The two most widely used stablecoins are USDT and USDC, which have a combined market capitalisation of $200bn and last week reported daily trading volumes of more than $85bn. Both can be purchased/acquired with rand through Luno.
Africans use stablecoins for business payments, to hedge against inflation and the depreciation of local currency, and for retail transfers and remittances. They account for many crypto transactions across the continent. During 2024, stablecoins accounted for more than 40% of all blockchain volume in Africa.
In many emerging-market countries, where the local currency is volatile and access to dollars is limited, dollar-pegged stablecoins have gained traction. These coins offer businesses and individuals a way to store value, facilitate international payments and support cross-border trade. They are also an excellent tool for traders who want to quickly move in and out of positions without converting back to fiat currency, saving both time and transaction fees.
Their rising adoption in Africa can be seen as part of a wider move towards digital financial solutions
The appeal of stablecoins is that they offer the technological advantages of crypto while maintaining the relative stability of traditional currencies.
For South African businesses stablecoins can be a practical solution to currency risk management. They offer a way to hold value in a stable currency without the complexities of maintaining foreign bank accounts or dealing with expensive forex services. Stablecoins help expose African economies to global markets and can be liquidated into fiat currency within a day. Transaction fees are also low, making it more feasible to accept stablecoins from foreign customers as opposed to fiat currency paid through banking rails.

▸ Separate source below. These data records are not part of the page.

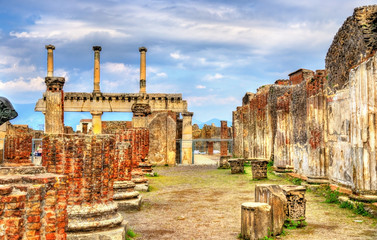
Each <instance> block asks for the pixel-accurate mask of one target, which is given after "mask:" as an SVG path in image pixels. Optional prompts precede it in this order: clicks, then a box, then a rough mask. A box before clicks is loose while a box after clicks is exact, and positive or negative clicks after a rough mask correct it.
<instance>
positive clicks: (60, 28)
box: [9, 15, 128, 41]
mask: <svg viewBox="0 0 377 240" xmlns="http://www.w3.org/2000/svg"><path fill="white" fill-rule="evenodd" d="M93 33H99V34H107V35H109V37H111V38H125V37H127V36H128V35H127V34H125V33H123V32H121V31H118V30H117V29H113V28H107V27H102V26H101V25H98V24H95V23H94V22H90V21H85V20H71V19H64V18H62V17H61V16H59V17H56V16H49V15H45V16H41V19H40V20H37V21H36V22H35V25H31V26H29V27H28V30H27V31H23V32H16V31H11V32H10V33H9V35H10V36H12V37H16V38H27V39H30V38H31V39H36V38H38V39H56V40H60V41H75V40H79V39H82V38H84V37H85V36H88V35H90V34H93Z"/></svg>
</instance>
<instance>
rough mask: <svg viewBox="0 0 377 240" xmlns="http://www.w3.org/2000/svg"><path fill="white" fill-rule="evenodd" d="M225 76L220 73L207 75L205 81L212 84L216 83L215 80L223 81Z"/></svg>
mask: <svg viewBox="0 0 377 240" xmlns="http://www.w3.org/2000/svg"><path fill="white" fill-rule="evenodd" d="M223 78H224V76H223V75H222V74H220V73H216V74H215V75H209V74H208V75H206V76H204V79H203V80H204V81H207V82H212V81H215V80H219V79H223Z"/></svg>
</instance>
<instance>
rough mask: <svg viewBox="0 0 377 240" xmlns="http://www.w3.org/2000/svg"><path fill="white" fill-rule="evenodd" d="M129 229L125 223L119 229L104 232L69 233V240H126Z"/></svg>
mask: <svg viewBox="0 0 377 240" xmlns="http://www.w3.org/2000/svg"><path fill="white" fill-rule="evenodd" d="M127 228H128V222H127V221H123V222H122V224H121V225H120V226H119V227H115V228H111V229H107V230H104V231H90V232H74V233H69V232H68V233H67V240H103V239H106V240H124V239H125V236H126V232H127Z"/></svg>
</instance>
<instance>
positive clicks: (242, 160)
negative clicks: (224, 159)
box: [228, 158, 244, 174]
mask: <svg viewBox="0 0 377 240" xmlns="http://www.w3.org/2000/svg"><path fill="white" fill-rule="evenodd" d="M228 162H229V164H230V170H231V173H232V174H237V173H244V167H243V159H239V158H231V159H229V160H228Z"/></svg>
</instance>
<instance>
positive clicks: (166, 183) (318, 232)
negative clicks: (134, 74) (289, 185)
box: [124, 166, 377, 240]
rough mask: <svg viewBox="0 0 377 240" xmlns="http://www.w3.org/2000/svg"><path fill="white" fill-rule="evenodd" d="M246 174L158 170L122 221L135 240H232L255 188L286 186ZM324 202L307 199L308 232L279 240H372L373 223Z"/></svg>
mask: <svg viewBox="0 0 377 240" xmlns="http://www.w3.org/2000/svg"><path fill="white" fill-rule="evenodd" d="M246 171H247V174H241V175H231V174H230V170H218V169H216V166H185V167H183V166H182V167H170V168H169V167H157V168H155V172H157V173H158V174H159V177H156V178H150V185H151V186H152V191H151V192H148V193H142V195H143V197H144V205H143V207H142V210H141V211H138V212H129V213H124V216H125V218H126V219H127V220H128V222H129V225H130V226H131V228H133V230H134V232H136V233H138V234H139V237H138V238H136V239H154V240H156V239H158V240H160V239H169V240H174V239H180V240H185V239H189V240H191V239H206V240H207V239H222V240H227V239H237V237H238V234H239V233H240V228H241V220H240V219H241V204H242V203H243V202H249V201H254V185H255V184H262V183H273V184H291V183H289V182H287V181H286V180H285V179H282V178H279V177H277V176H274V175H270V176H269V179H268V180H263V181H252V180H251V175H250V169H248V168H247V169H246ZM323 201H324V198H323V197H319V196H316V195H315V194H313V193H310V192H309V193H307V214H306V217H307V222H308V226H307V227H305V228H304V229H297V230H287V233H288V234H287V235H286V236H282V237H280V239H314V240H315V239H318V240H325V239H342V240H348V239H377V220H376V219H370V218H367V217H362V216H359V215H354V214H353V213H352V212H351V211H349V210H345V209H340V208H339V207H337V206H336V205H331V204H325V203H323ZM355 220H357V221H355ZM360 221H362V222H360Z"/></svg>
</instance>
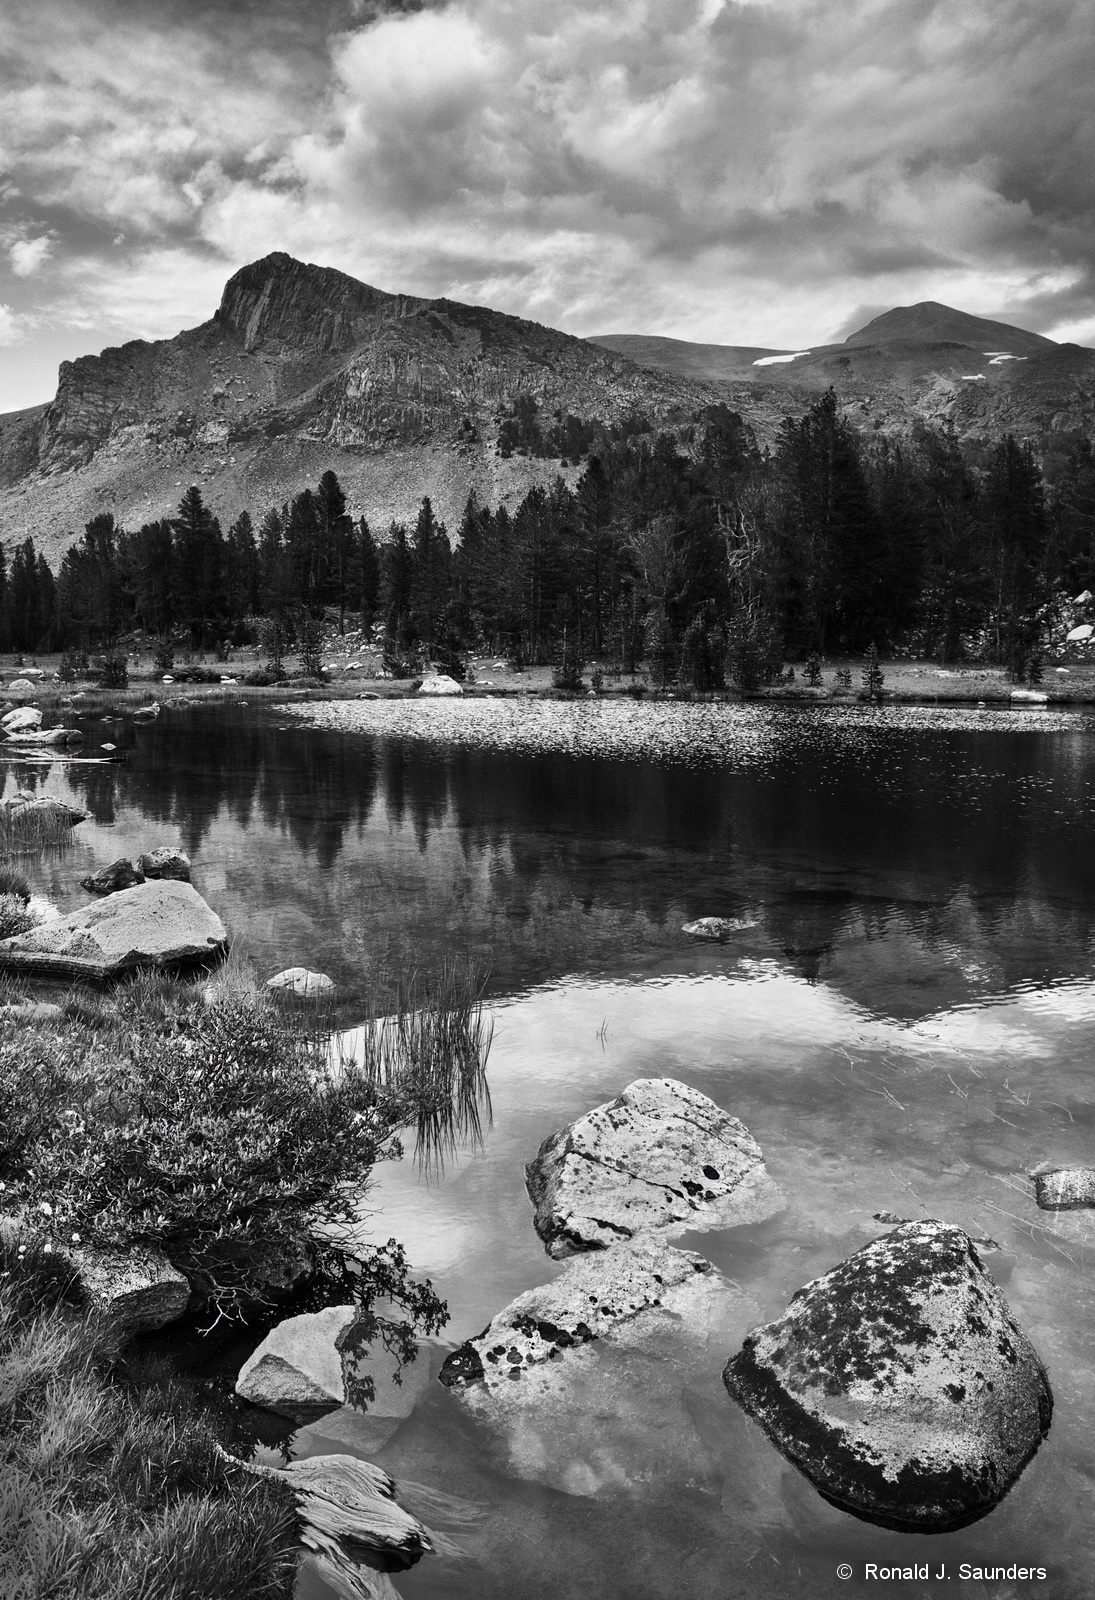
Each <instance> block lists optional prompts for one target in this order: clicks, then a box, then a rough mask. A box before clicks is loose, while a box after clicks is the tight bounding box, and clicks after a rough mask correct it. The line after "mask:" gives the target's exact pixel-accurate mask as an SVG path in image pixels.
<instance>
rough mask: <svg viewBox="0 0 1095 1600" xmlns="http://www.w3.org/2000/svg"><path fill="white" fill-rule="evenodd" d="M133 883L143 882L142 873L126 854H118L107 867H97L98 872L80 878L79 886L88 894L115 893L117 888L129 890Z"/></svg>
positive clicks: (110, 893)
mask: <svg viewBox="0 0 1095 1600" xmlns="http://www.w3.org/2000/svg"><path fill="white" fill-rule="evenodd" d="M134 883H144V874H142V872H141V869H139V867H134V866H133V862H131V861H130V858H128V856H118V859H117V861H112V862H110V866H109V867H99V870H98V872H90V874H88V875H86V878H80V888H85V890H86V891H88V894H117V891H118V890H131V888H133V885H134Z"/></svg>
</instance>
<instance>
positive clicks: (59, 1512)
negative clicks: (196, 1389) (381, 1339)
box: [0, 1238, 298, 1600]
mask: <svg viewBox="0 0 1095 1600" xmlns="http://www.w3.org/2000/svg"><path fill="white" fill-rule="evenodd" d="M0 1435H2V1437H3V1442H5V1446H3V1461H2V1464H0V1594H3V1597H5V1600H43V1597H46V1595H48V1597H50V1600H107V1597H110V1600H194V1597H195V1595H202V1597H210V1600H213V1597H234V1595H239V1597H243V1595H247V1597H248V1600H250V1597H255V1600H290V1595H291V1592H293V1582H295V1571H296V1562H298V1522H296V1510H295V1504H293V1496H291V1493H290V1491H288V1490H287V1488H283V1486H282V1485H279V1483H277V1482H274V1480H253V1478H250V1477H245V1475H243V1474H239V1472H235V1470H232V1469H231V1467H229V1466H227V1464H226V1462H224V1458H223V1456H221V1454H219V1453H218V1430H216V1426H215V1422H213V1418H211V1414H210V1413H208V1411H205V1408H203V1406H202V1405H200V1403H199V1402H197V1400H195V1398H194V1397H192V1394H191V1392H189V1390H186V1389H184V1387H182V1386H181V1384H178V1382H176V1381H173V1379H170V1378H166V1376H165V1374H163V1373H162V1371H160V1373H157V1371H155V1370H154V1371H144V1373H141V1371H138V1370H133V1371H126V1370H125V1368H122V1366H120V1365H118V1355H117V1349H115V1344H114V1336H112V1333H110V1330H109V1328H107V1326H104V1325H101V1323H96V1322H94V1318H91V1317H88V1314H86V1312H85V1310H83V1309H82V1307H80V1306H78V1304H75V1301H74V1296H72V1293H70V1280H66V1277H64V1274H62V1272H59V1270H58V1267H56V1261H54V1259H51V1258H50V1256H48V1254H45V1253H43V1251H42V1250H35V1248H34V1246H27V1245H22V1246H21V1245H19V1243H18V1242H16V1238H3V1240H0Z"/></svg>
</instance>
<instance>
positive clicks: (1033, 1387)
mask: <svg viewBox="0 0 1095 1600" xmlns="http://www.w3.org/2000/svg"><path fill="white" fill-rule="evenodd" d="M724 1382H725V1386H727V1389H728V1392H730V1395H732V1397H733V1398H735V1400H736V1402H738V1403H740V1405H741V1406H743V1408H744V1410H746V1411H748V1413H749V1416H752V1418H754V1421H757V1422H759V1424H760V1427H762V1429H764V1430H765V1434H767V1435H768V1438H770V1440H772V1442H773V1443H775V1445H776V1448H778V1450H781V1451H783V1454H784V1456H786V1458H788V1461H791V1462H792V1464H794V1466H796V1467H799V1470H800V1472H804V1474H805V1477H807V1478H810V1482H812V1483H813V1485H815V1488H816V1490H818V1491H820V1493H821V1494H823V1496H824V1498H826V1499H828V1501H831V1502H832V1504H834V1506H839V1507H840V1509H842V1510H848V1512H852V1515H855V1517H861V1518H864V1520H866V1522H874V1523H880V1525H882V1526H884V1528H898V1530H904V1531H919V1533H943V1531H946V1530H949V1528H962V1526H965V1525H967V1523H972V1522H977V1520H978V1518H980V1517H985V1515H986V1514H988V1512H989V1510H993V1507H994V1506H996V1504H997V1502H999V1501H1001V1499H1002V1498H1004V1494H1007V1491H1009V1490H1010V1488H1012V1485H1013V1483H1015V1480H1017V1478H1018V1477H1020V1474H1021V1472H1023V1467H1025V1466H1026V1462H1028V1461H1029V1459H1031V1456H1033V1454H1034V1453H1036V1450H1037V1446H1039V1445H1041V1442H1042V1438H1044V1437H1045V1434H1047V1432H1049V1426H1050V1416H1052V1411H1053V1397H1052V1394H1050V1386H1049V1379H1047V1376H1045V1370H1044V1368H1042V1363H1041V1360H1039V1357H1037V1354H1036V1352H1034V1349H1033V1346H1031V1344H1029V1341H1028V1339H1026V1336H1025V1334H1023V1331H1021V1330H1020V1328H1018V1326H1017V1323H1015V1320H1013V1317H1012V1314H1010V1310H1009V1307H1007V1302H1005V1301H1004V1298H1002V1294H1001V1293H999V1290H997V1288H996V1285H994V1282H993V1280H991V1277H989V1275H988V1274H986V1272H985V1269H983V1266H981V1262H980V1258H978V1254H977V1250H975V1248H973V1245H972V1242H970V1238H969V1237H967V1235H965V1234H964V1232H962V1229H959V1227H953V1226H949V1224H946V1222H937V1221H932V1219H929V1221H922V1222H906V1224H903V1226H901V1227H898V1229H895V1230H893V1232H892V1234H887V1235H885V1237H884V1238H877V1240H874V1242H872V1243H869V1245H864V1248H863V1250H858V1251H855V1254H852V1256H848V1258H847V1261H842V1262H840V1264H839V1266H837V1267H834V1269H832V1270H831V1272H826V1274H824V1277H820V1278H815V1280H813V1283H807V1285H805V1288H802V1290H799V1293H797V1294H796V1296H794V1299H792V1301H791V1306H789V1309H788V1310H786V1314H784V1315H783V1317H781V1318H780V1320H778V1322H772V1323H768V1325H767V1326H764V1328H757V1330H756V1331H754V1333H751V1334H749V1338H748V1339H746V1341H744V1344H743V1347H741V1350H740V1352H738V1355H735V1357H733V1358H732V1360H730V1362H728V1363H727V1366H725V1371H724Z"/></svg>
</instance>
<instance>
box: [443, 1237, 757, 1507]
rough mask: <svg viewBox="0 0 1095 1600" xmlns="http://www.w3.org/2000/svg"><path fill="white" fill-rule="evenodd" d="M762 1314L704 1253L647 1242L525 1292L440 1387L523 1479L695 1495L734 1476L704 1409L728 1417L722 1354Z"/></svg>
mask: <svg viewBox="0 0 1095 1600" xmlns="http://www.w3.org/2000/svg"><path fill="white" fill-rule="evenodd" d="M756 1315H757V1307H756V1304H754V1302H752V1301H751V1299H749V1298H748V1296H746V1294H743V1291H741V1290H740V1288H738V1285H736V1283H732V1282H730V1280H728V1278H725V1277H724V1275H722V1274H720V1272H719V1270H717V1269H716V1267H712V1266H711V1262H709V1261H704V1258H703V1256H698V1254H695V1253H693V1251H685V1250H674V1248H672V1246H669V1245H666V1243H663V1242H661V1240H656V1238H636V1240H634V1242H632V1243H626V1245H616V1246H613V1248H612V1250H608V1251H599V1253H597V1254H584V1256H578V1258H575V1259H573V1261H570V1262H567V1267H565V1270H564V1272H562V1274H560V1275H559V1277H557V1278H556V1280H554V1282H551V1283H544V1285H541V1286H539V1288H535V1290H530V1291H528V1293H525V1294H520V1296H519V1298H517V1299H515V1301H514V1302H512V1304H511V1306H507V1307H506V1309H504V1310H503V1312H499V1314H498V1315H496V1317H495V1318H493V1322H491V1323H490V1325H488V1326H487V1328H485V1330H483V1331H482V1333H480V1334H479V1336H477V1338H474V1339H469V1341H467V1342H466V1344H464V1346H461V1349H459V1350H455V1352H453V1354H451V1355H450V1357H448V1358H447V1362H445V1365H443V1368H442V1371H440V1381H442V1382H443V1384H447V1386H448V1389H450V1390H451V1394H453V1395H455V1397H456V1398H458V1400H459V1405H461V1410H464V1411H466V1413H467V1414H469V1418H471V1419H472V1421H474V1422H475V1426H477V1429H479V1430H480V1437H482V1442H483V1445H485V1446H487V1448H488V1450H490V1451H491V1453H493V1454H496V1456H498V1458H499V1462H501V1466H503V1470H504V1472H506V1474H509V1475H514V1477H520V1478H528V1480H533V1482H538V1483H547V1485H551V1486H552V1488H557V1490H562V1491H564V1493H567V1494H584V1496H596V1494H602V1493H616V1491H626V1493H645V1485H650V1483H658V1485H660V1486H661V1488H663V1490H664V1485H666V1483H669V1482H674V1483H677V1485H680V1486H682V1490H684V1488H685V1486H687V1491H688V1493H690V1494H695V1491H696V1486H700V1485H711V1486H712V1488H714V1485H717V1483H719V1480H720V1477H722V1464H720V1462H719V1461H717V1459H716V1456H717V1451H714V1453H712V1451H711V1450H709V1446H708V1442H706V1440H704V1437H703V1434H704V1429H703V1424H700V1427H698V1426H696V1416H695V1411H696V1406H698V1408H700V1411H701V1413H703V1414H704V1416H711V1414H712V1413H714V1411H716V1410H717V1395H719V1370H720V1365H722V1354H720V1352H722V1350H725V1349H727V1342H730V1341H735V1339H740V1338H743V1336H744V1331H746V1328H748V1326H749V1325H751V1322H752V1320H754V1318H756Z"/></svg>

Over the past 12 months we’ve seen significant demand for stablecoins on Luno and view their rising adoption in Africa as part of a wider move towards digital financial solutions.
The stablecoin sector appears poised for continued growth and innovation. Recent developments in the US, including efforts to create a comprehensive regulatory framework for stablecoins, suggest increasing mainstream acceptance.
From a regulatory perspective, stablecoins meet the definition of a financial product under the Financial Sector Regulation Act in South Africa, functioning as digital representations of fiat currency. They are widely used for payments and remittances and are backed by real financial assets in the form of reserves held in banks.
Backed by real-world assets, stablecoins serve a critical function in the crypto industry beyond just price stability. Their role extends to broadening crypto’s utility, driving adoption at scale and enabling deeper integration with traditional financial systems.